View Full Version : When does "his body" become "his choice?"
bugmenot 08-20-2009, 02:44 PM I saw something which said that "his body his choice" could be somewhat hypocritical.
If it's "his body" then it's certainly "his choice" right?
Well, the way I see it, if he gets teased at age 8, and wants to "look like his friends" then it's not his call. You sit the kid down and tell him why things are different down there. (Using age appropriate words, of course.)
If he has a girlfriend at age 15 who thinks that foreskin is nasty and repulsive, once again, tell him that it's a permanent life-changing thing for a relationship which could only be a few weeks, or a few years. (Even then, what if he gets circ and they split up two days later?) I've always thought a girl who has an anti-foreskin opinion, the problem is with HER, not with HIM. - She can't accept the guy for what he has.
It's like a guy who can't accept a girl because she isn't a C cup, or isn't completely shaved, or any other number of reasons. If he won't date her because she's a small B cup, it's not her fault.
So, I ask you: When does "his body" become "his choice?"
the_lissa 08-20-2009, 03:26 PM When he is 18? It seems pretty common sense that we don't let children make permament body modifications.
purplestraws 08-20-2009, 07:47 PM Well, I probably wouldn't allow any of my children to have elective plastic surgery until they're out of the house and can pay for it themselves.
MCatLvrMom2A&X 08-20-2009, 08:15 PM When he has the money to do it himself. Since it is an elective surgery it wouldnt be covered by insurance unless of course he could find a dr to say it was needed. Unfortunatly that wouldnt be to hard I dont think :irked:
I would do everything in my power to prevent it but once he is and adult he can do as he chooses.
I would no moe pay for a circ for him to fit in than I would pay to get dd a nose job. I hope that my kids will understand that fitting in isnt what you strive for. Being who you are and being happy is.
Fyrestorm 08-20-2009, 08:31 PM I would no moe pay for a circ for him to fit in than I would pay to get dd a nose job. I hope that my kids will understand that fitting in isnt what you strive for. Being who you are and being happy is.
ITA! I will pay for DD to dye her hair orange if she wants it...but a tattoo...she can take care of that herself! I paid for mine, she can pay for hers.
Freud 08-20-2009, 09:06 PM Well, I probably wouldn't allow any of my children to have elective plastic surgery until they're out of the house and can pay for it themselves.
Yup. Exactly.
nd_deadhead 08-21-2009, 02:33 PM When he's legally able to sign his own consent form for surgery - age 18.
I would treat a discussion about circumcision the same way I would treat a discussion about any other kind of body modification: tattoo, piercing, breast surgery (reduction or augmentation) (if I had a daughter). We would talk about why they wanted it done, what are the advantages and disadvantages, what are the short- and long-term consequences, what are the costs and risks. I would recommend waiting at least 6 months, possibly a year, to make sure it was something they REALLY wanted to do, because in most cases it cannot be undone.

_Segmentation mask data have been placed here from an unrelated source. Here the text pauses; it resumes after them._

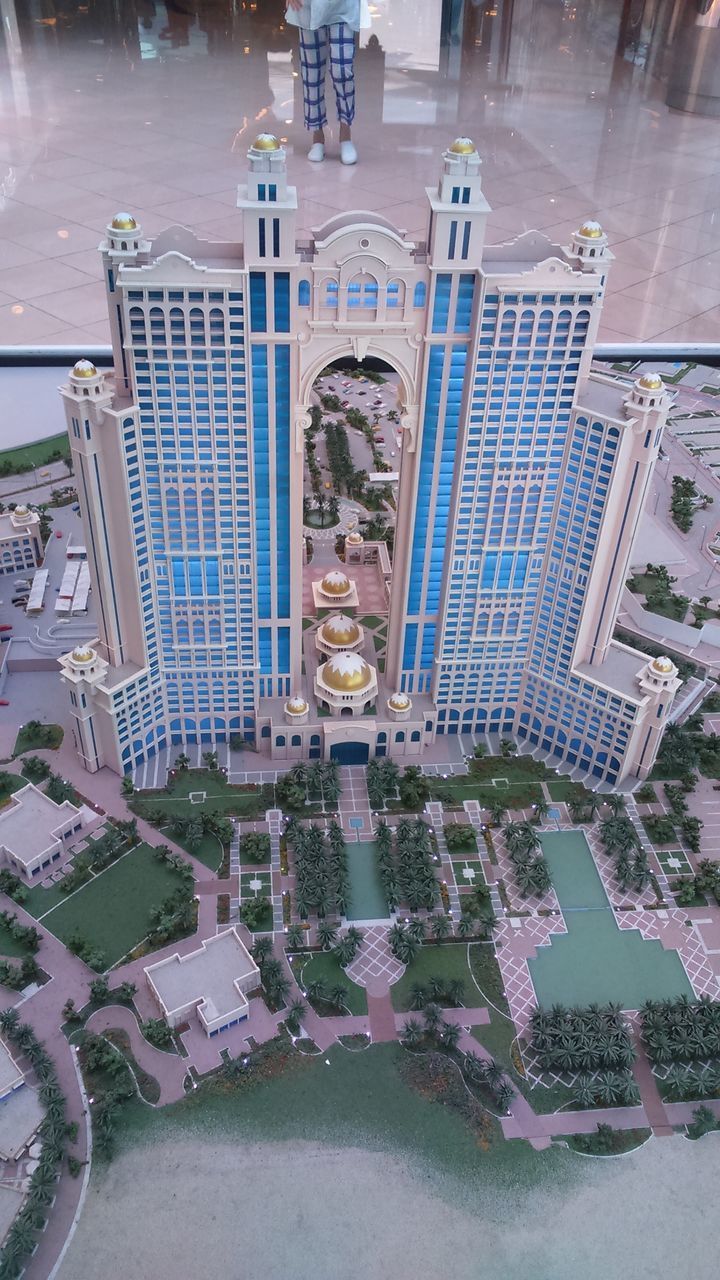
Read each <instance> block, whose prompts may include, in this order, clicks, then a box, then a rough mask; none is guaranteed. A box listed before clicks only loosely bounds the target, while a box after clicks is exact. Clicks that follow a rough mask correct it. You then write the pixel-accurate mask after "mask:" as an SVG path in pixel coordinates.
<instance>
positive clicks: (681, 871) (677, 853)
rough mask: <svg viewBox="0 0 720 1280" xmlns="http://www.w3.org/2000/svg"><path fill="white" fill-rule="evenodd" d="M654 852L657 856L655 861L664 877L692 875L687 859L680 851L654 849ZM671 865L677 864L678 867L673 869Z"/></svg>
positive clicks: (660, 849) (687, 859)
mask: <svg viewBox="0 0 720 1280" xmlns="http://www.w3.org/2000/svg"><path fill="white" fill-rule="evenodd" d="M655 852H656V855H657V861H659V863H660V865H661V868H662V870H664V872H665V874H666V876H692V874H693V868H692V867H691V863H689V859H688V856H687V854H685V852H684V851H683V850H682V849H656V850H655ZM673 863H678V864H679V865H676V867H675V865H673Z"/></svg>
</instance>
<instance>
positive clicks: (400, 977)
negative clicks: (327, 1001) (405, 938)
mask: <svg viewBox="0 0 720 1280" xmlns="http://www.w3.org/2000/svg"><path fill="white" fill-rule="evenodd" d="M364 932H365V940H364V942H363V946H361V947H360V952H359V955H357V956H356V959H355V960H354V961H352V964H351V965H348V966H347V977H348V978H351V979H352V982H356V983H357V986H359V987H365V988H366V989H368V992H373V993H374V995H377V996H379V995H383V993H384V992H387V991H388V988H389V987H391V986H392V983H393V982H397V980H398V978H401V977H402V974H404V973H405V965H404V964H401V963H400V960H396V959H395V956H393V954H392V951H391V950H389V943H388V941H387V929H386V928H383V927H380V925H374V927H372V928H369V929H365V931H364Z"/></svg>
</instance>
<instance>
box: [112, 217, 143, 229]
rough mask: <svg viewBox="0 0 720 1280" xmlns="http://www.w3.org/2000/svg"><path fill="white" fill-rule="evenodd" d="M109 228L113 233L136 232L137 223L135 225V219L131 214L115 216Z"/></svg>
mask: <svg viewBox="0 0 720 1280" xmlns="http://www.w3.org/2000/svg"><path fill="white" fill-rule="evenodd" d="M110 227H111V228H113V230H115V232H136V230H137V223H136V220H135V218H133V216H132V214H115V216H114V218H113V221H111V223H110Z"/></svg>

My twin sons are almost 15 (next week!), and neither can imagine why anyone would want to get circumcised, or would circumcise a baby, so I highly doubt it will ever be an issue for either of them. They are pretty attached to their foreskins (pun intended)!
bugmenot 08-22-2009, 01:40 PM I would recommend waiting at least 6 months, possibly a year, to make sure it was something they REALLY wanted to do, because in most cases it cannot be undone.
Good point.
"Is it still something he wants done several months later?"
"Is he of legal age to make such a decision himself?"
"Can he pay for it himself?"
philomom 08-22-2009, 06:32 PM Well, I probably wouldn't allow any of my children to have elective plastic surgery until they're out of the house and can pay for it themselves.
Completely agree with the above post.
MyBoysBlue 08-22-2009, 06:50 PM One thing I never understood were the posts where people say they will pay for it in the future if their son isn't happy that they were left intact as babies. Why? Are we financially responsible to pay for our children's body modifications? I just can't understand this way of thinking.
If my son came to me and said he wanted to be circed I would quiz him to be sure he knew the facts and then I would definitely ask him to be certain and maybe wait awhile before deciding something so big. But in the end it is his decision to make once his is legal at 18. And no I would never pay for it or even help him pay for it.
LavenderMae 08-22-2009, 07:51 PM Well, I probably wouldn't allow any of my children to have elective plastic surgery until they're out of the house and can pay for it themselves.
:yeah: Asking if I would allow (pay for) my sons to have their foreskins removed at X age is like asking me if I would allow (pay for) them to have a finger removed at X age. It's absurd really. It's also the same thing as asking if I would allow my daughter to be circumcised and of course the answer is no. In my house foreskin isn't seen as a dispensable body part and I'm pretty positive my sons agree (I know my older son does in fact, he is pretty horrified by circumcision).